Data Model
Database schema and metadata storage in Bingsan
Data Model
Bingsan stores all catalog metadata in PostgreSQL. This page describes the database schema.
Overview
┌─────────────────┐ ┌─────────────────┐
│ namespaces │ │ tables │
├─────────────────┤ ├─────────────────┤
│ id │────▶│ namespace_id │
│ name │ │ name │
│ properties │ │ metadata_loc │
└─────────────────┘ │ metadata │
└─────────────────┘
│
▼
┌─────────────────┐ ┌─────────────────┐
│ views │ │ scan_plans │
├─────────────────┤ ├─────────────────┤
│ namespace_id │ │ table_id │
│ name │ │ plan_id │
│ metadata_loc │ │ status │
│ metadata │ │ tasks │
└─────────────────┘ └─────────────────┘Tables
namespaces
Stores namespace metadata.
| Column | Type | Description |
|---|---|---|
id | BIGSERIAL | Primary key |
name | TEXT[] | Namespace name as array |
properties | JSONB | Namespace properties |
created_at | TIMESTAMPTZ | Creation timestamp |
updated_at | TIMESTAMPTZ | Last update timestamp |
tables
Stores Iceberg table metadata.
| Column | Type | Description |
|---|---|---|
id | BIGSERIAL | Primary key |
namespace_id | BIGINT | Foreign key to namespaces |
name | TEXT | Table name |
table_uuid | UUID | Iceberg table UUID |
metadata_location | TEXT | Path to current metadata file |
metadata | JSONB | Cached table metadata (optional) |
created_at | TIMESTAMPTZ | Creation timestamp |
updated_at | TIMESTAMPTZ | Last update timestamp |
views
Stores Iceberg view metadata with similar structure to tables.
scan_plans
Stores scan plan state for server-side planning.
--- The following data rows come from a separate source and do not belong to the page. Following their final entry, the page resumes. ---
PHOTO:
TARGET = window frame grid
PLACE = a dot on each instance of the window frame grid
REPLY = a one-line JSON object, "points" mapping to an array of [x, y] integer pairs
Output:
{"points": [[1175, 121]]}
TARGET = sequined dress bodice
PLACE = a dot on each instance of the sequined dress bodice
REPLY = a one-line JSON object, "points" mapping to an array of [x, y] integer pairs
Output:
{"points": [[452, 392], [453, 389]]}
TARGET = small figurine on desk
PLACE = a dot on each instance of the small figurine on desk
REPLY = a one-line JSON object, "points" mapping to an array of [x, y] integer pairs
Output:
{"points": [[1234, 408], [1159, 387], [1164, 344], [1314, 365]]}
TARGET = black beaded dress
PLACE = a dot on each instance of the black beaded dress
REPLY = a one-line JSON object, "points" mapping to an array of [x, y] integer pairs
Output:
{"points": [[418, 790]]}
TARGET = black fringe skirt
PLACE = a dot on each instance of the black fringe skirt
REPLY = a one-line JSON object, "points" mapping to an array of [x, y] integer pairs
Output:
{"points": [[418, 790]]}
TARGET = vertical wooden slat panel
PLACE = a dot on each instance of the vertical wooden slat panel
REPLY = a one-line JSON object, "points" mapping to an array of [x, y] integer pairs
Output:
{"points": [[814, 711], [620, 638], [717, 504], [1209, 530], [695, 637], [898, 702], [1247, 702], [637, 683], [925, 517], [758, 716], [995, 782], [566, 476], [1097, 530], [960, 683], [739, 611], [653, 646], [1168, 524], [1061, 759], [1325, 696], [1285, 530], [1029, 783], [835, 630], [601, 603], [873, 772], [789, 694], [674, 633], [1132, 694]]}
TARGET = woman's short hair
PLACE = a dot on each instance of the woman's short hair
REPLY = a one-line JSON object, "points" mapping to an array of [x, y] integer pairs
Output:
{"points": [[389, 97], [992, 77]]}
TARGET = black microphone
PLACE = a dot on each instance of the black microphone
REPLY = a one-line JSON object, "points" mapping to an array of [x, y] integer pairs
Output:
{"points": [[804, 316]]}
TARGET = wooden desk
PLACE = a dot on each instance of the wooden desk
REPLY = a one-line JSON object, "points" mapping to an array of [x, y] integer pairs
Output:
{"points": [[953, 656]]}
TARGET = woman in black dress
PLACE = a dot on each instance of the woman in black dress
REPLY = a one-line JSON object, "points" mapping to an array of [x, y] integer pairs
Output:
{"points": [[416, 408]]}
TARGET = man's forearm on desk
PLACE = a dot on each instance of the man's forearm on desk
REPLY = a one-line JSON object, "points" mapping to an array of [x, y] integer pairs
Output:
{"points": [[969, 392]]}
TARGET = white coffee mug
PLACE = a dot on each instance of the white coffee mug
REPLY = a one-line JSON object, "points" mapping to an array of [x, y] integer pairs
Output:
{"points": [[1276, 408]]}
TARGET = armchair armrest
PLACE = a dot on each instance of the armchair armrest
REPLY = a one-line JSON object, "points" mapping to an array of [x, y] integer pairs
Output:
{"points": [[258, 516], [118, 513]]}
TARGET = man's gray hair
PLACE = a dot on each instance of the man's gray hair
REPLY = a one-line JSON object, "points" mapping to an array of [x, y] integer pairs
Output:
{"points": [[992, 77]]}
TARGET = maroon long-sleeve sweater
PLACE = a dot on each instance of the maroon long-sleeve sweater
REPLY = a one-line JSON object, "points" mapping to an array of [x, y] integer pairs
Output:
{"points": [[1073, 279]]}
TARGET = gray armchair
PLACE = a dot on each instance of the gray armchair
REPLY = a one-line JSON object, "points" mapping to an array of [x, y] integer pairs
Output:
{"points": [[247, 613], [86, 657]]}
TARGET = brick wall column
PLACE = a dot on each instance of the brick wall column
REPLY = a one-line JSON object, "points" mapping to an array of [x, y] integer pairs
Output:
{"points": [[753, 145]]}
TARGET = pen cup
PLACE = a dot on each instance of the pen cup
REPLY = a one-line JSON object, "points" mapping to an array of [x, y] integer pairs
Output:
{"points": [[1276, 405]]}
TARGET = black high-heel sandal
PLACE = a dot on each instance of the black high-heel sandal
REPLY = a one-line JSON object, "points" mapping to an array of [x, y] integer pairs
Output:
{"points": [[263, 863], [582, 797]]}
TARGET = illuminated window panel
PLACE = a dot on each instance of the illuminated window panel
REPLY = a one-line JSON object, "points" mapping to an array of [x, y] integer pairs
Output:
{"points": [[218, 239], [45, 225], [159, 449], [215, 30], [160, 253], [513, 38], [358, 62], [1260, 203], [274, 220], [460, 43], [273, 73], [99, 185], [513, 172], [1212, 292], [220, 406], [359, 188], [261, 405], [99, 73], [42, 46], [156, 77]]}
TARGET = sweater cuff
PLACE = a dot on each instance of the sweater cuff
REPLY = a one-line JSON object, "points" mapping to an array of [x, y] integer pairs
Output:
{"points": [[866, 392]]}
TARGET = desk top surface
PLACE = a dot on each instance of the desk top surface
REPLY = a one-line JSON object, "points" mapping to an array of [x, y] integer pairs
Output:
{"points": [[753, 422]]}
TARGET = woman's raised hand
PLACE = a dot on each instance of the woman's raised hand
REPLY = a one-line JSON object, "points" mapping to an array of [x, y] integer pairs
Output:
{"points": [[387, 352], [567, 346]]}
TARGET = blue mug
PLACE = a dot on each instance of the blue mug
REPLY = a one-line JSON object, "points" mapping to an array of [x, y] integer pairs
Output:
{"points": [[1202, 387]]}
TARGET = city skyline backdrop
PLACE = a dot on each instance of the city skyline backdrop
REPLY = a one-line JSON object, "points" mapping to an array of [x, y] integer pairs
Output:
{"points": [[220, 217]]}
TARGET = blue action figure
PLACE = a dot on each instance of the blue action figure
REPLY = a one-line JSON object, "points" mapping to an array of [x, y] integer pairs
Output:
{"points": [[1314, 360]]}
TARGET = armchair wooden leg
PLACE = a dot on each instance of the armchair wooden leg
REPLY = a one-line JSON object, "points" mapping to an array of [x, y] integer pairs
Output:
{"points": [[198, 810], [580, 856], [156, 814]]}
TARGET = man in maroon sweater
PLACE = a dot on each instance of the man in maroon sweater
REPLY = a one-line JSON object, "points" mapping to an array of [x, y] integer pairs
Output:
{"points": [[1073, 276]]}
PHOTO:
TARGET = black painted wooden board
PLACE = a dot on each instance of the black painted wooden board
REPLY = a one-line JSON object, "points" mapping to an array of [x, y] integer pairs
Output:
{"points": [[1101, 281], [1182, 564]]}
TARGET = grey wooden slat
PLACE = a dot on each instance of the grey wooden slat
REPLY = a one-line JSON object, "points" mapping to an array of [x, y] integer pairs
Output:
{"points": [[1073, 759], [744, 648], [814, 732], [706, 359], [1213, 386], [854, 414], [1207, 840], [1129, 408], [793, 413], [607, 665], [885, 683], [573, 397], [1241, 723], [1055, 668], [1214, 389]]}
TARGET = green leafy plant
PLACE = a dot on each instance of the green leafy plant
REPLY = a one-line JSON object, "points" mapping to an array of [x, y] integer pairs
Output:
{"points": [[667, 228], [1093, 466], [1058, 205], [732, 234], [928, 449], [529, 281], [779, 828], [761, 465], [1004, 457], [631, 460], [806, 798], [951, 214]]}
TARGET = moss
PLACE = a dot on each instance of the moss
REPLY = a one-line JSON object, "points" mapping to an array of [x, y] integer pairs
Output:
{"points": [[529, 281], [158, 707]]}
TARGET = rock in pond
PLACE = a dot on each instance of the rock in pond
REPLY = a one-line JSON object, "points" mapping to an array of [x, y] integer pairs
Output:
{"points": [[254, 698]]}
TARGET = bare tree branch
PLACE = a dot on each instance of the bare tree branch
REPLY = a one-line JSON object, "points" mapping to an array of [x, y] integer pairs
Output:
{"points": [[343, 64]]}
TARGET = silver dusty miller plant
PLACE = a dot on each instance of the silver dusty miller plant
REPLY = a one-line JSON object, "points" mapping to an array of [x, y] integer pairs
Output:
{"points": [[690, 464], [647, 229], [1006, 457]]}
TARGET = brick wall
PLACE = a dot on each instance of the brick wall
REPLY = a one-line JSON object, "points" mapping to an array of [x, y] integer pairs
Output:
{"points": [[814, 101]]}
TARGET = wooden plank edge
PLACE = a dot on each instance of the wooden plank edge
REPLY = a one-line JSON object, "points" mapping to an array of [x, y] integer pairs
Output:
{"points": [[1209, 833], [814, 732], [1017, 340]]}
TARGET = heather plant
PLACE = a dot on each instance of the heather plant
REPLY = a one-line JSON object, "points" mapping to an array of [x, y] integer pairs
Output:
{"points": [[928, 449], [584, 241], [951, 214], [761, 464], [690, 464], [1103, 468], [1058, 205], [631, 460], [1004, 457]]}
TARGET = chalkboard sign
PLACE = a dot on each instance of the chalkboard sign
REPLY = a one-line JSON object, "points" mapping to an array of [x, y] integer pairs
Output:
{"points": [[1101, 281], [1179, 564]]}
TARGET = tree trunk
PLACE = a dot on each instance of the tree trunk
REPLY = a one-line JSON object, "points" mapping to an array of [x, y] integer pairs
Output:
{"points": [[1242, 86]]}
| Column | Type | Description |
|---|---|---|
id | BIGSERIAL | Primary key |
plan_id | UUID | External plan identifier |
table_id | BIGINT | Foreign key to tables |
status | TEXT | Plan status |
request | JSONB | Original plan request |
tasks | JSONB | Computed scan tasks |
Metadata Storage Strategy
Database vs Object Storage
Bingsan uses a hybrid approach:
PostgreSQL stores:
- Namespace metadata
- Table/view registry (name, UUID, location)
- Scan plan state
- Cached metadata (optional)
Object storage (S3/GCS) stores:
- Full Iceberg metadata JSON files
- Manifest lists
- Manifests
- Data files
Metadata Caching
Table metadata can be cached in PostgreSQL for faster reads, avoiding reading from object storage for every request.
Locking Model
Advisory Locks
PostgreSQL advisory locks ensure consistency:
-- Namespace-level lock
SELECT pg_advisory_lock(hashtext('ns:' || $1));
-- Table-level lock
SELECT pg_advisory_xact_lock($1);Locks are held for the minimum necessary duration.
Migrations
Bingsan uses golang-migrate for schema migrations.
Automatic Migrations
Migrations run automatically on startup.
Manual Migrations
# Check current version
migrate -database "postgres://..." -path migrations version
# Apply migrations
migrate -database "postgres://..." -path migrations up
# Rollback one migration
migrate -database "postgres://..." -path migrations down 1Indexes
Indexes are optimized for common query patterns:
| Query | Index Used |
|---|---|
| List namespaces | idx_namespaces_name (GIN) |
| Get namespace by name | namespaces_name_key (UNIQUE) |
| List tables in namespace | idx_tables_namespace |
| Get table by name | tables_namespace_id_name_key (UNIQUE) |
| Find table by UUID | idx_tables_uuid |
Data Lifecycle
Namespace
- Create: Insert into
namespaces - Update: Update
properties, setupdated_at - Delete: Delete from
namespaces(must be empty)
Table
- Create: Insert into
tables, write metadata to storage - Commit: Update
metadata_location, optional metadata cache - Drop: Delete from
tables, optionally purge storage
Backup and Recovery
PostgreSQL Backup
# Full backup
pg_dump -h localhost -U iceberg iceberg_catalog > backup.sql
# Restore
psql -h localhost -U iceberg iceberg_catalog < backup.sqlSince full Iceberg metadata is in object storage, the database can be rebuilt from metadata files if needed.